Sin más, el señor Juan sacó su mano a pasear y, de un golpe seco, apagó el despertador. Tenía analítica. Luego, misa. Y café con churros donde Miguel. En la barra, con Miguel muerto de risa, el bueno de nuestro amigo Juan desahogó sus pesadillas. Y, antes, durante la misa, se entregó, arrullado por una paz indescriptible, a sus sueños.
(…)
Lamentablemente, cuando nosotros despertamos cada mañana de mayo, nuestra pesadilla, como el dinosaurio de Monterroso, todavía está allí. Se llama discoteca y es el resultado de la falta de imaginación de quienes no han sabido monetizar las oportunidades de la feria de otra forma que no sea pervirtiendo un lugar sagrado como es nuestra maltratada plaza de Las Ventas, ahora un lodazal lleno de vomitonas y botellas; de almas desorientadas que asisten a la corrida como un acto de reafirmación no se sabe si patriótica, de rebeldía juvenil o de pensamiento único e identidad uniforme.
Y verán que he usado la palabra “monetizar” porque no hace falta ser un lince para darse cuenta de que aumentar la afición entre el público joven (actividad loable, por otro lado) no es el objetivo principal de esta iniciativa y sí lo es aumentar las ganancias, lo cual es totalmente lícito, porque esto lo llevan empresarios, no onegés. Pero, y aquí es donde nos vamos al conflicto, además de empresarios se les supone aficionados y, creo, tienen capacidad y equipo suficiente para encontrar salidas donde ambos términos convivan en paz y sin pisarse.
Igual que encontrarán soluciones que animen a los jóvenes a asistir a la plaza y que ello suponga algún tipo de privilegio (que la entrada ofrezca descuentos en hostelería alrededor de la plaza, por ejemplo, o cualquier otra ventaja que se les ocurra negociar a sus equipos de marketing, que los tendrán) sin necesidad de convertir la plaza en una rave con un ambiente muy determinado, enfocada a una edad muy concreta y a unos perfiles muy definidos que causan problemas de acceso y evacuación cada viernes y sábado de feria, entre otros trastornos que tienen que ver el “botellonismo” que se da dentro de la propia plaza.

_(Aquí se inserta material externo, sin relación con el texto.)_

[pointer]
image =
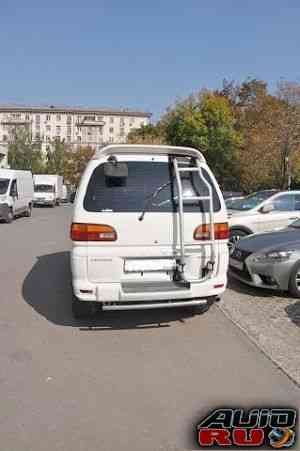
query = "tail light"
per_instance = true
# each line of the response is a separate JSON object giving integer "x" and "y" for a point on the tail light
{"x": 202, "y": 232}
{"x": 92, "y": 232}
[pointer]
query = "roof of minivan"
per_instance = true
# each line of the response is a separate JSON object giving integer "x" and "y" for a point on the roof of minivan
{"x": 12, "y": 172}
{"x": 148, "y": 149}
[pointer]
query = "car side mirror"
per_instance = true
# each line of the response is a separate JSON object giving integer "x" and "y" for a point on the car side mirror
{"x": 267, "y": 208}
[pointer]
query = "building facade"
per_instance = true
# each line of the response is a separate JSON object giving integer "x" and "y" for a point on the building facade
{"x": 92, "y": 127}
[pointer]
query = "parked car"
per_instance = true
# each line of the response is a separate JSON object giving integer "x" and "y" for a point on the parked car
{"x": 232, "y": 194}
{"x": 16, "y": 194}
{"x": 269, "y": 260}
{"x": 231, "y": 201}
{"x": 262, "y": 212}
{"x": 48, "y": 189}
{"x": 64, "y": 195}
{"x": 130, "y": 248}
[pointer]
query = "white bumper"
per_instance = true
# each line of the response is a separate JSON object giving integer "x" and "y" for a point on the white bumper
{"x": 136, "y": 291}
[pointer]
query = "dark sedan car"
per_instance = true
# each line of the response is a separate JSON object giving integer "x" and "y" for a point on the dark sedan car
{"x": 269, "y": 260}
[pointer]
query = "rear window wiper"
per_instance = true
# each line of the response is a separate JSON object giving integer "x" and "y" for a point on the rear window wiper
{"x": 151, "y": 197}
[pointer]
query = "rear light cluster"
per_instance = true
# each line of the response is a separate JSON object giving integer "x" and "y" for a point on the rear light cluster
{"x": 202, "y": 232}
{"x": 92, "y": 232}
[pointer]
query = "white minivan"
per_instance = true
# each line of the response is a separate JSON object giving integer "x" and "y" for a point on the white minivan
{"x": 16, "y": 194}
{"x": 149, "y": 230}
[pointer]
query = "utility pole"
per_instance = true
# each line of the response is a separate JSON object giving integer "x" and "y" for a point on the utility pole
{"x": 288, "y": 172}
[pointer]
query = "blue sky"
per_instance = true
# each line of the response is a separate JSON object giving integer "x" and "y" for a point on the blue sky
{"x": 141, "y": 54}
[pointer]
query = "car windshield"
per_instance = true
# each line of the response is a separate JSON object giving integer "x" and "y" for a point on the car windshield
{"x": 251, "y": 201}
{"x": 3, "y": 185}
{"x": 150, "y": 186}
{"x": 43, "y": 188}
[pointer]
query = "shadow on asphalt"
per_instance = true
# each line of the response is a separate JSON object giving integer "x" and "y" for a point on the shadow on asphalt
{"x": 293, "y": 312}
{"x": 47, "y": 289}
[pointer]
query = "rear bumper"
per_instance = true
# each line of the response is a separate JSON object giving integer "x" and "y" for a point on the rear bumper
{"x": 152, "y": 305}
{"x": 148, "y": 292}
{"x": 43, "y": 202}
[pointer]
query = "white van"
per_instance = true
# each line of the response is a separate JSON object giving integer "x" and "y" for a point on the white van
{"x": 149, "y": 230}
{"x": 16, "y": 194}
{"x": 48, "y": 189}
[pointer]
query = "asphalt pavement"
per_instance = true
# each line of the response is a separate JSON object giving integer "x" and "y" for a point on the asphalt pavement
{"x": 125, "y": 380}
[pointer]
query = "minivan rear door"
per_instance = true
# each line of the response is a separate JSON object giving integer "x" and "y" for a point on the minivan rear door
{"x": 143, "y": 210}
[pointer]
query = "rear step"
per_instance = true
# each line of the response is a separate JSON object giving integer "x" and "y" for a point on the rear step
{"x": 154, "y": 287}
{"x": 154, "y": 305}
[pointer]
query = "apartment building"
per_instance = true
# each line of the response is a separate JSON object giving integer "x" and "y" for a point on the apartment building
{"x": 76, "y": 126}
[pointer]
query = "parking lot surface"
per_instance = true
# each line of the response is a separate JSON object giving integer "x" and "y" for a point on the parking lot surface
{"x": 124, "y": 380}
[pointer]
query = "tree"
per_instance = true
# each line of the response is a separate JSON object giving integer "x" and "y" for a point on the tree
{"x": 206, "y": 122}
{"x": 23, "y": 153}
{"x": 288, "y": 131}
{"x": 147, "y": 134}
{"x": 75, "y": 164}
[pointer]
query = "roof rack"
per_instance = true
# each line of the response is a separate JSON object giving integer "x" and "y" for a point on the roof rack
{"x": 149, "y": 148}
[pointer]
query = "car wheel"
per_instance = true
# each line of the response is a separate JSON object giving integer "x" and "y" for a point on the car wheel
{"x": 9, "y": 216}
{"x": 28, "y": 211}
{"x": 235, "y": 236}
{"x": 83, "y": 309}
{"x": 294, "y": 284}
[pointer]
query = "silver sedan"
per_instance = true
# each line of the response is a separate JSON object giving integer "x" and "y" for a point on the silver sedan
{"x": 269, "y": 260}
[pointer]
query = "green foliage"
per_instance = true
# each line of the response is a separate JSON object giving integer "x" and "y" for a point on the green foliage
{"x": 147, "y": 134}
{"x": 24, "y": 154}
{"x": 206, "y": 122}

No trato de hacer aquí una censura al consumo de alcohol (francamente, me da igual lo que beba cada uno) ni analizar cómo se divierte la gente más joven (también me da igual), solo de sumarme a la queja de miles de aficionados y abonados que reclaman que la plaza siga siendo lo que es en esencia y no se pervierta con iniciativas que nada tienen que ver con la celebración de la corrida de toros. Estoy segura de que se hacen eco de estas protestas y están ya trabajando para buscar soluciones que no acarreen el desaguisado de suciedad, ruido y otras molestias que sí supone la discoteca.
Para que algo se suceda, perdure y sea, tiene que cuidarse. Ese algo, en el caso que nos ocupa, es la celebración de la corrida de toros, ese hecho cultural y también económico con el que unos disfrutamos y a otros da de comer. Recordemos, si eliminamos lo primero, lo segundo caerá por su propia definición. La verticalidad de este universo rico y plural que es la fiesta de los toros reside en el rito. Si este se pervierte, todo desaparece.
Por concluir, y para a quienes la historia del señor Juan no les suponga una metáfora válida, vayamos a otros territorios: leer a Garcilaso en medio de una orgía o hacer una barbacoa en una sala de El Prado (qué maravilla comerte un bocata de panceta mientras contemplas Las Meninas o escuchar “¡Oh más dura que mármol a mis quejas!” mientras un desconocido con antifaz, que podría ser tu vecino, azota sin piedad tus nalgas).
(…)
“A Dios lo que es de Dios… y el chocolate con churros para los hombres”, señor Juan. ¡Vaya pesadillas tiene usted! ¡Imagínese el desaguisao! Los niños acabarían limpiándose las morreras en el manto de la Virgen. Y, lo que es peor, ellos no habrían tenido la culpa de nada.